Until the day that Murphy wins and the dedicated Nuclear engineers very best intentions lose.

Tell you what. Ring up Tony and tell him to start selling Nuclear as his Green solution. Then sit back, eat some buttered popcorn and see how long he has his job.
 
Sure looks like a lot of red drums of Nuclear waste in storage:
ANSTO | Managing radioactive waste

Interesting the spent fuel waste from OPAL is not considered as waste:
"Used fuel from OPAL, which is not categorised as waste in Australia, will be stored at ANSTO until it is ready for shipment overseas for permanent storage, or for reprocessing to remove the valuable uranium and plutonium."

Yep as I said waste in storage does not always mean a waste store. That is an operating facility not a waste store. Hospitals store waste, does that make them a waste store?

Not that interesting waste is definited, roughly, as something that has no further use and that is unwanted. Spent fuel does have potential further uses and can be wanted

As for Murphy your comments apply to all industry activities. The fact remains that nuclear power has an excellent safety record. Compare that with, say oil production in the gulf of Mexico. We should ask if you would live within 5kms of an oil refinery or drilling platform
 
...Not that interesting waste is defined, roughly, as something that has no further use and that is unwanted. Spent fuel does have potential further uses and can be wanted.

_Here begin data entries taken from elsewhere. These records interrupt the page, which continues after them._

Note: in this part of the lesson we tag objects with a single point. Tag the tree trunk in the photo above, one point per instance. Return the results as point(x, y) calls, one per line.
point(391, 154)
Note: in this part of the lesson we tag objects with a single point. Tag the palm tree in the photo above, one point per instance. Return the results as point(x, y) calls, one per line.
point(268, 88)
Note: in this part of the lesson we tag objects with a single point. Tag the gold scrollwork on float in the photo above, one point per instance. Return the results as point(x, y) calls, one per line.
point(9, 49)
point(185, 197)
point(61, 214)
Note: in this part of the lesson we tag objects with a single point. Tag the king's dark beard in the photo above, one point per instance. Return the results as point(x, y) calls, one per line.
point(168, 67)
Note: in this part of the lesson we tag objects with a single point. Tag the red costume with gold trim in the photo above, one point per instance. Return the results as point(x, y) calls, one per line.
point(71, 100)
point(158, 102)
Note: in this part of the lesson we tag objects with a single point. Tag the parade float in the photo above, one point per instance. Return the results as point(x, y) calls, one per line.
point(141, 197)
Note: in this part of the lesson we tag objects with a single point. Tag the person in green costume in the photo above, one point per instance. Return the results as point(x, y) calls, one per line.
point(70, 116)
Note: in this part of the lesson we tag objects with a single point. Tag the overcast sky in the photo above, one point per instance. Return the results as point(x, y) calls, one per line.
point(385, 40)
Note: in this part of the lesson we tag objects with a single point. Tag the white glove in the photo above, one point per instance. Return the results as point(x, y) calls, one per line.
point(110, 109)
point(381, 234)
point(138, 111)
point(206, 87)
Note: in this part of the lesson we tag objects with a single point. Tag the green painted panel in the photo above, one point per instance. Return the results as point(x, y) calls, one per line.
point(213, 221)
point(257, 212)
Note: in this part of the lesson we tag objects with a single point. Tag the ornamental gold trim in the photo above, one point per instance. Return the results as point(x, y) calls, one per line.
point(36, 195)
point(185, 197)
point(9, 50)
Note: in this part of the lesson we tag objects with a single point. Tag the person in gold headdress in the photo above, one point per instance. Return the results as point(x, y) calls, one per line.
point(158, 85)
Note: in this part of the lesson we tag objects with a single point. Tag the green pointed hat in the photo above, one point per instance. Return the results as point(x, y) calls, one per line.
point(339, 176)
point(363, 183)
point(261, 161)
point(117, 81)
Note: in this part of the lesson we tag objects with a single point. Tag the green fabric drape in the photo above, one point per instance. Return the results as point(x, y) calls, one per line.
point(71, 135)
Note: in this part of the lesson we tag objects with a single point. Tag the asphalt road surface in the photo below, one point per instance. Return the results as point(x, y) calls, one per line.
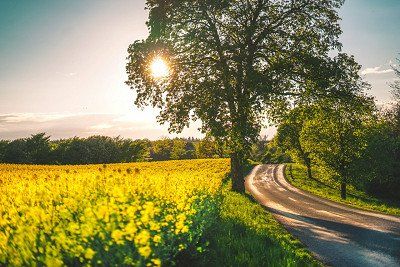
point(336, 234)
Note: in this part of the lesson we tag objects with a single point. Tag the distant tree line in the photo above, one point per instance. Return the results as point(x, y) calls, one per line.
point(353, 141)
point(40, 149)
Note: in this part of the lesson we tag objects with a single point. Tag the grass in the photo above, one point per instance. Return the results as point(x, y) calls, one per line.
point(327, 188)
point(245, 234)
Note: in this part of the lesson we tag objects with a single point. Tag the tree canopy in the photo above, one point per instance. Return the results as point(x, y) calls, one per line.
point(235, 63)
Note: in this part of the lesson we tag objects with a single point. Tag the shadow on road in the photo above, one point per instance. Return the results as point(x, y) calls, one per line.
point(337, 236)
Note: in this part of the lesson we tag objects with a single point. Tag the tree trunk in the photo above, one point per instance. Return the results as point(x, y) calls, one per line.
point(237, 173)
point(309, 174)
point(343, 190)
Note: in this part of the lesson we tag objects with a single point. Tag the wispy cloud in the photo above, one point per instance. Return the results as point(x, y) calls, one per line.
point(64, 125)
point(376, 70)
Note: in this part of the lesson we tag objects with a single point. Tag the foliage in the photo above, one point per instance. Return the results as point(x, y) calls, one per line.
point(232, 62)
point(324, 186)
point(245, 234)
point(267, 151)
point(289, 132)
point(131, 214)
point(39, 149)
point(334, 136)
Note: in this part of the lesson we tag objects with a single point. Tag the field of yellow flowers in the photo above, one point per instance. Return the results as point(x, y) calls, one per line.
point(130, 214)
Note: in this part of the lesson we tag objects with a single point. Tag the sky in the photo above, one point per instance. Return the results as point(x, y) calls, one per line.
point(62, 64)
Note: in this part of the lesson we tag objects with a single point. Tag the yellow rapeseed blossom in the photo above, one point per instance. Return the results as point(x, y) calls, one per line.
point(119, 214)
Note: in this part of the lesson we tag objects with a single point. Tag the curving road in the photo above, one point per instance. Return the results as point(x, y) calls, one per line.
point(336, 234)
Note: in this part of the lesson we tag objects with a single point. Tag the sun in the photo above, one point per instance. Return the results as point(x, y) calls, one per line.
point(159, 68)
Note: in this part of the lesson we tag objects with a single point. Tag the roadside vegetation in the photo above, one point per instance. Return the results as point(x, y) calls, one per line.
point(352, 145)
point(245, 234)
point(325, 187)
point(142, 214)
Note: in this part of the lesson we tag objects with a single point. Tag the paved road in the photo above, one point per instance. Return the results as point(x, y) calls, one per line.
point(337, 234)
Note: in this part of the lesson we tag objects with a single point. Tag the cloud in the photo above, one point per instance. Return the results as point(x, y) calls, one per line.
point(376, 70)
point(65, 125)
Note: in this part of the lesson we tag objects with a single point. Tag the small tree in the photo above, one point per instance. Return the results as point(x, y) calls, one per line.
point(39, 149)
point(289, 133)
point(232, 62)
point(334, 136)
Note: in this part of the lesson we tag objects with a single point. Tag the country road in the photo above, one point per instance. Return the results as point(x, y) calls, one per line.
point(336, 234)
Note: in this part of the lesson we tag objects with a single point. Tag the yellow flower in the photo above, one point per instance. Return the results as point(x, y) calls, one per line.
point(117, 235)
point(156, 262)
point(89, 253)
point(145, 251)
point(157, 239)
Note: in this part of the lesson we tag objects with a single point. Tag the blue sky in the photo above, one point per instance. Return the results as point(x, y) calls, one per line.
point(62, 64)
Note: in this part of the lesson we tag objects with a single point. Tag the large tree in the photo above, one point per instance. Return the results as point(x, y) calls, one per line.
point(233, 62)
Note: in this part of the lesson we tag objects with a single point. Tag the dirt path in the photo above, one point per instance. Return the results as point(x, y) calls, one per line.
point(337, 234)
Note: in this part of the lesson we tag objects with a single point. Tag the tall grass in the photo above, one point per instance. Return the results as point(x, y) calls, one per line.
point(245, 234)
point(325, 187)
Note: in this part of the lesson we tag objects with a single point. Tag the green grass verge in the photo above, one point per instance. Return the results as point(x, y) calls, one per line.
point(245, 234)
point(327, 188)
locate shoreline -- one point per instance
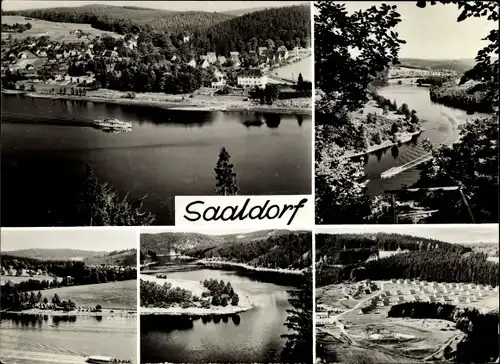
(196, 289)
(219, 263)
(405, 138)
(169, 105)
(103, 313)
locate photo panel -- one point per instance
(406, 121)
(69, 296)
(226, 295)
(407, 294)
(114, 110)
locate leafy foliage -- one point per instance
(227, 184)
(155, 295)
(99, 204)
(299, 322)
(12, 299)
(486, 67)
(73, 272)
(431, 261)
(126, 19)
(221, 292)
(289, 26)
(350, 50)
(284, 251)
(481, 329)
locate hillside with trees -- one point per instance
(433, 261)
(124, 258)
(163, 243)
(271, 28)
(285, 251)
(481, 328)
(54, 254)
(128, 19)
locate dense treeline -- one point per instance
(128, 19)
(124, 258)
(15, 28)
(73, 272)
(330, 243)
(222, 294)
(432, 265)
(208, 32)
(284, 251)
(481, 329)
(473, 99)
(13, 299)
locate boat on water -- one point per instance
(111, 123)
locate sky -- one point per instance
(458, 234)
(211, 6)
(95, 239)
(433, 32)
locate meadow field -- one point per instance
(112, 295)
(56, 31)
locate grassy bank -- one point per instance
(113, 295)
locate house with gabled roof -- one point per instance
(252, 78)
(211, 57)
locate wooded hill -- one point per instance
(289, 26)
(208, 32)
(122, 258)
(128, 19)
(290, 250)
(34, 258)
(441, 262)
(459, 65)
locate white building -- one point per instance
(252, 78)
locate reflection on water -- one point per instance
(168, 153)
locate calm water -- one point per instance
(252, 336)
(441, 127)
(59, 338)
(168, 153)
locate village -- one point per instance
(357, 316)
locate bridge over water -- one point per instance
(412, 164)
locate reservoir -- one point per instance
(441, 124)
(250, 336)
(168, 153)
(66, 339)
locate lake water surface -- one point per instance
(168, 153)
(441, 127)
(63, 339)
(251, 336)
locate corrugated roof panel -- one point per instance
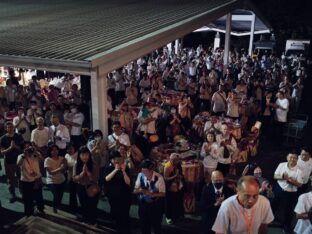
(76, 29)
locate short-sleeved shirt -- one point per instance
(40, 137)
(28, 167)
(117, 187)
(294, 173)
(303, 205)
(230, 218)
(5, 142)
(157, 184)
(219, 101)
(57, 178)
(281, 115)
(306, 168)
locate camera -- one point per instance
(21, 130)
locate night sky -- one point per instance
(289, 18)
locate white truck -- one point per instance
(296, 47)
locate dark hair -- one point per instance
(50, 149)
(116, 123)
(147, 163)
(246, 179)
(98, 132)
(68, 145)
(79, 165)
(9, 123)
(114, 154)
(306, 148)
(310, 214)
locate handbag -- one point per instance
(38, 183)
(92, 190)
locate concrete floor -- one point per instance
(12, 212)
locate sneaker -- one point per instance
(39, 212)
(93, 225)
(169, 221)
(13, 199)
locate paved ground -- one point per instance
(268, 157)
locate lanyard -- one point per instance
(248, 221)
(30, 163)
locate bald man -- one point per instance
(244, 213)
(213, 195)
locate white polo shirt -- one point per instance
(294, 173)
(306, 168)
(281, 115)
(230, 218)
(303, 205)
(40, 137)
(76, 118)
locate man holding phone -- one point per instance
(213, 195)
(11, 146)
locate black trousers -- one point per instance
(29, 196)
(224, 168)
(77, 141)
(174, 205)
(279, 128)
(120, 207)
(284, 201)
(150, 215)
(57, 191)
(88, 205)
(72, 187)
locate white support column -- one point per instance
(227, 40)
(216, 43)
(252, 31)
(99, 101)
(176, 47)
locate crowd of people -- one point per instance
(151, 101)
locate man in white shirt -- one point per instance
(302, 208)
(218, 101)
(118, 137)
(244, 213)
(281, 109)
(305, 164)
(75, 122)
(151, 189)
(289, 178)
(59, 135)
(40, 137)
(32, 113)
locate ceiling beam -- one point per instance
(121, 55)
(80, 67)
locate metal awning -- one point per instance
(241, 24)
(78, 35)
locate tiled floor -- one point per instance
(13, 212)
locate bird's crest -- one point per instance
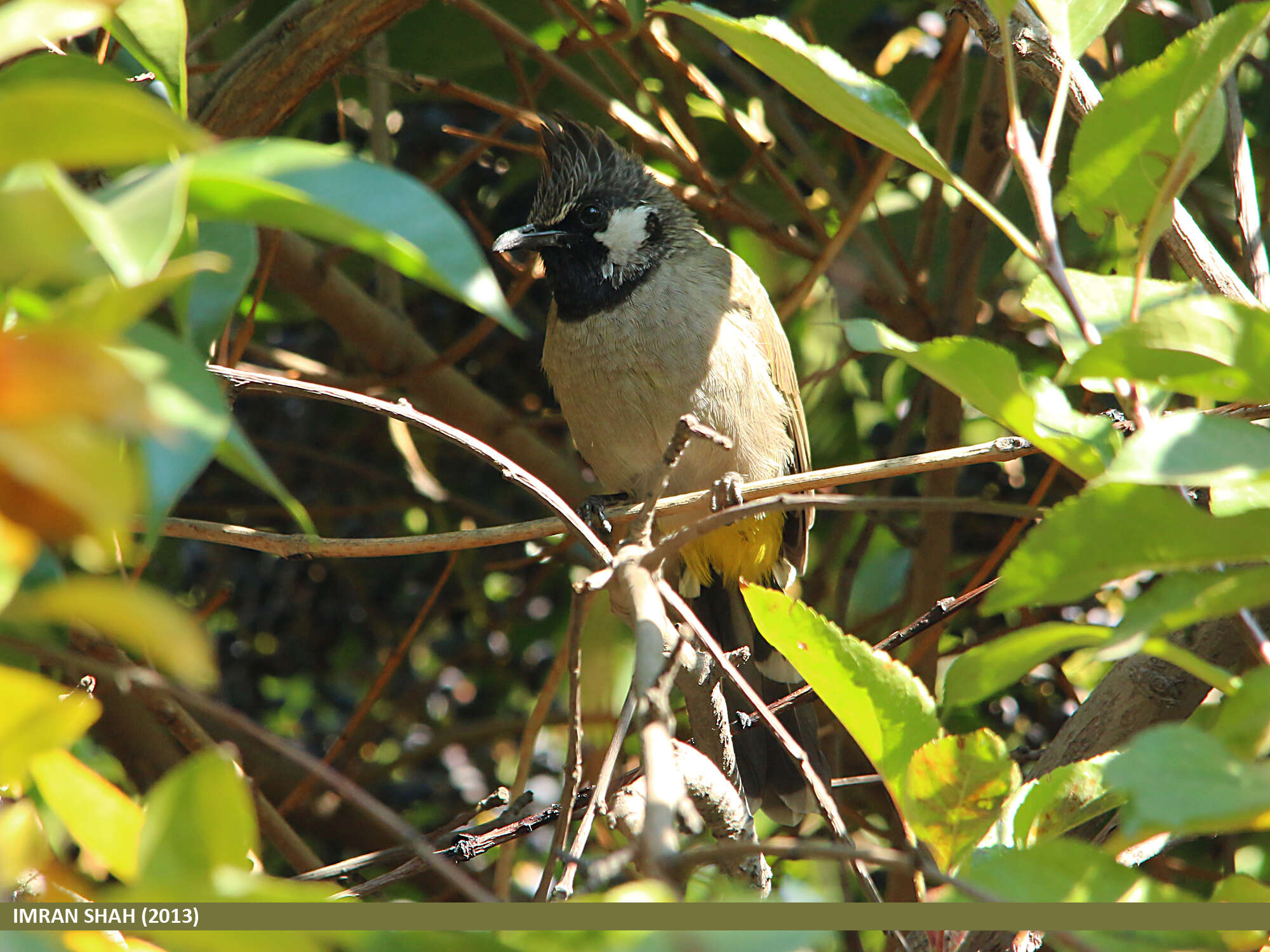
(582, 161)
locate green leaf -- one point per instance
(200, 818)
(138, 616)
(104, 308)
(1076, 23)
(206, 304)
(954, 791)
(1113, 531)
(26, 23)
(97, 814)
(51, 69)
(1180, 781)
(237, 454)
(41, 242)
(1062, 871)
(827, 83)
(138, 225)
(84, 125)
(1062, 800)
(1235, 498)
(328, 194)
(885, 708)
(989, 670)
(156, 32)
(186, 398)
(1160, 124)
(1186, 598)
(36, 718)
(1244, 720)
(1193, 450)
(1200, 345)
(1106, 300)
(987, 378)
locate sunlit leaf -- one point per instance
(954, 793)
(326, 192)
(95, 812)
(1179, 780)
(989, 378)
(156, 32)
(26, 25)
(885, 708)
(36, 718)
(1064, 799)
(989, 670)
(138, 616)
(199, 818)
(1159, 124)
(822, 79)
(81, 125)
(1114, 531)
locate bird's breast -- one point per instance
(627, 375)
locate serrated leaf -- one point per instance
(989, 670)
(1076, 23)
(104, 308)
(25, 25)
(1062, 800)
(208, 303)
(1114, 531)
(1062, 871)
(987, 378)
(1200, 345)
(1235, 498)
(326, 192)
(885, 708)
(1159, 124)
(1244, 720)
(83, 125)
(36, 718)
(1106, 300)
(237, 454)
(191, 408)
(1180, 781)
(1186, 598)
(96, 813)
(822, 79)
(157, 32)
(954, 791)
(1193, 450)
(199, 818)
(138, 616)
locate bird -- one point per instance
(653, 319)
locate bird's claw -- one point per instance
(727, 492)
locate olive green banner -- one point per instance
(392, 917)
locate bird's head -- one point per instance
(600, 220)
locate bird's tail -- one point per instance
(772, 777)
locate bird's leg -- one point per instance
(592, 511)
(727, 492)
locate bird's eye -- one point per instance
(591, 215)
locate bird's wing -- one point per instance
(746, 286)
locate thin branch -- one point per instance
(402, 411)
(341, 785)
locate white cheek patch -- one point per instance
(625, 235)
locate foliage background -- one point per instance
(300, 642)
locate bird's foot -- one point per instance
(592, 512)
(727, 492)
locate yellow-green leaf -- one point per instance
(140, 618)
(36, 718)
(96, 813)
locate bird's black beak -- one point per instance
(528, 237)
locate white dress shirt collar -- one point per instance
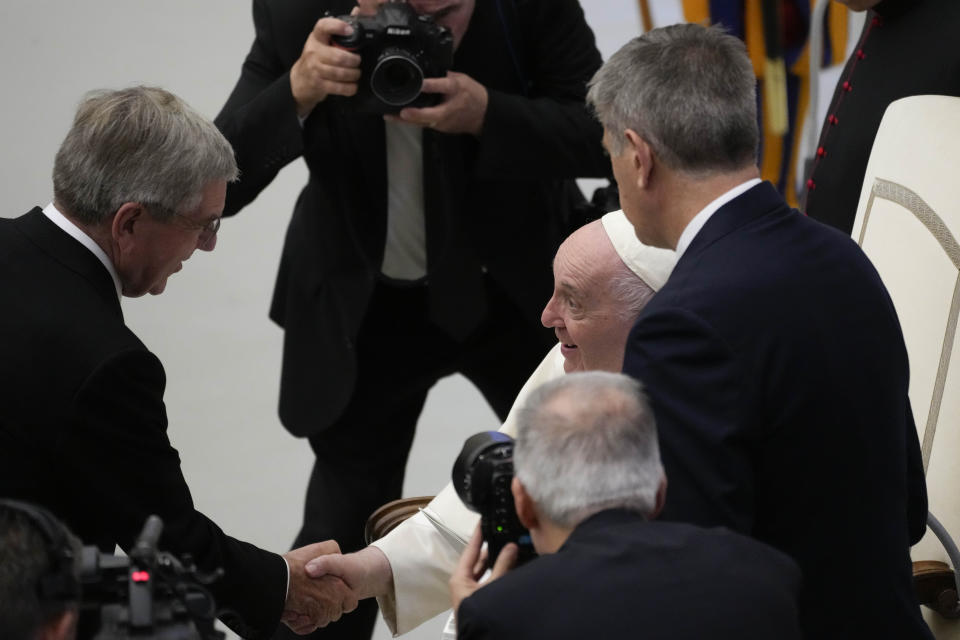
(693, 227)
(81, 236)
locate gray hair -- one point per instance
(630, 291)
(141, 144)
(689, 91)
(587, 442)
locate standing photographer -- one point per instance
(421, 244)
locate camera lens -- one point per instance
(397, 78)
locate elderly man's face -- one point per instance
(590, 323)
(163, 246)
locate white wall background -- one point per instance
(210, 329)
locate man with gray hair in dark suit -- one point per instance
(773, 355)
(588, 484)
(139, 185)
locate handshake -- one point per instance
(324, 585)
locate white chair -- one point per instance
(908, 223)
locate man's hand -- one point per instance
(314, 603)
(463, 109)
(466, 577)
(322, 68)
(367, 572)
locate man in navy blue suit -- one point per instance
(773, 356)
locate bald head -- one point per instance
(587, 442)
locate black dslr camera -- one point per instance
(398, 49)
(482, 475)
(150, 595)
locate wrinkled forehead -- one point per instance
(586, 259)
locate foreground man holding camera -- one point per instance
(139, 184)
(773, 357)
(421, 245)
(588, 481)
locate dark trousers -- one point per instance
(362, 457)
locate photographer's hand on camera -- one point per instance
(313, 603)
(323, 69)
(462, 110)
(473, 564)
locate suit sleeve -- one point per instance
(124, 459)
(695, 387)
(549, 133)
(260, 116)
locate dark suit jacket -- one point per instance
(499, 196)
(618, 576)
(777, 372)
(82, 421)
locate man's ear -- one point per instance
(526, 512)
(641, 156)
(63, 627)
(127, 222)
(661, 497)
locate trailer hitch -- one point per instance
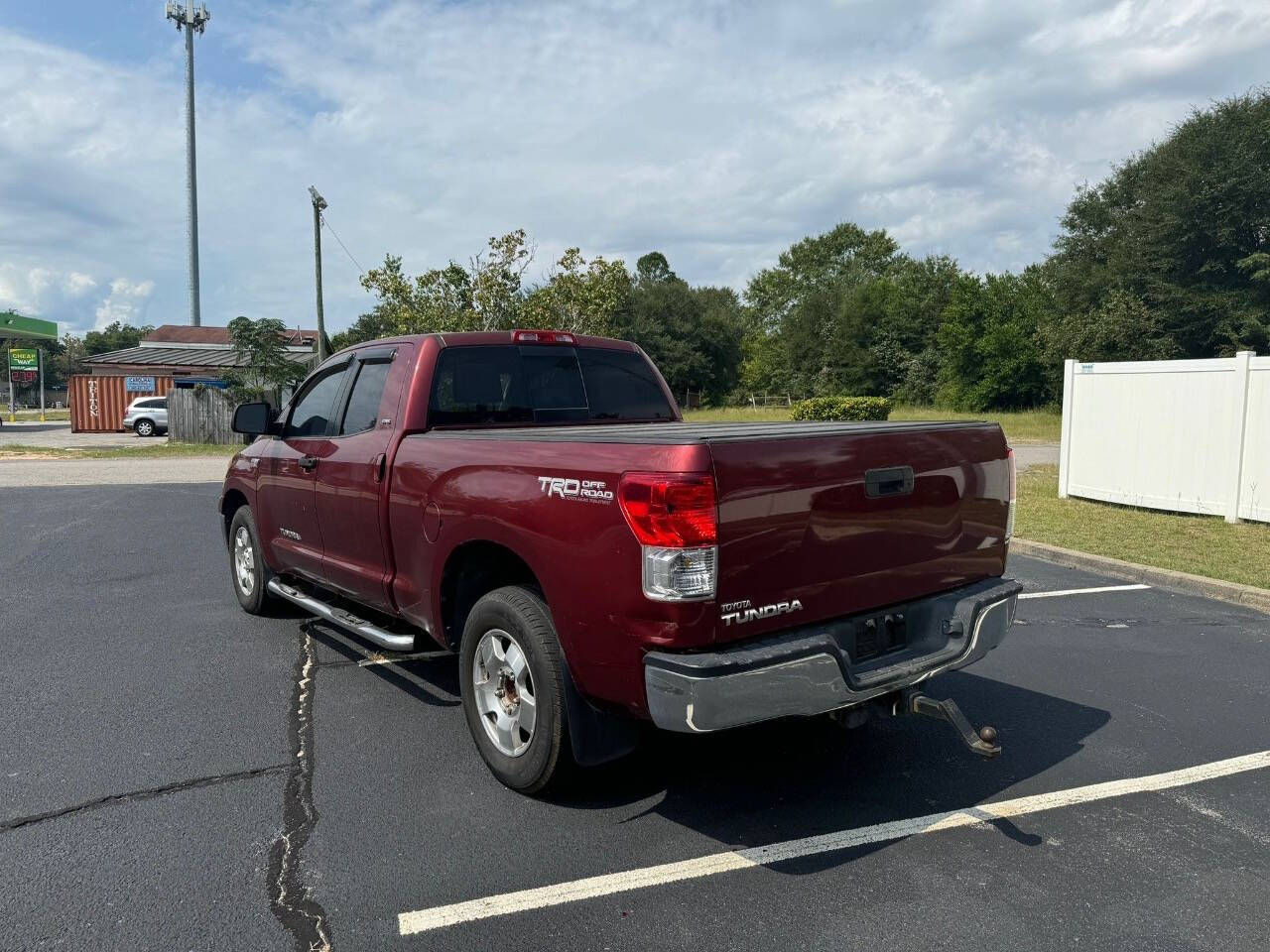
(982, 742)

So the used fuel (25% enriched U235 pre use) from the OPAL reactor is not considered low / intermittent / high level Nuclear waste under Australian laws? :shock:
 
...
As I said if they are so safe, why is Tony not selling their wide spread use in Australia as his Green solution and additionally to show how Australia can earn lots of money by storing spent fuel rods and other low, intermittent and high level radioactive material from all over the world?
The actual policy I believe is that it does not explicitly oppose nuclear-generated electricity. The Coalition will not be advocating nuclear power as it recognises that its introduction would only be possible with bipartisan political support and widespread community support.

i.e. Trying to build a nuclear power plant in Oz would make the "No Dams" campaign seem like kindergarten in comparison.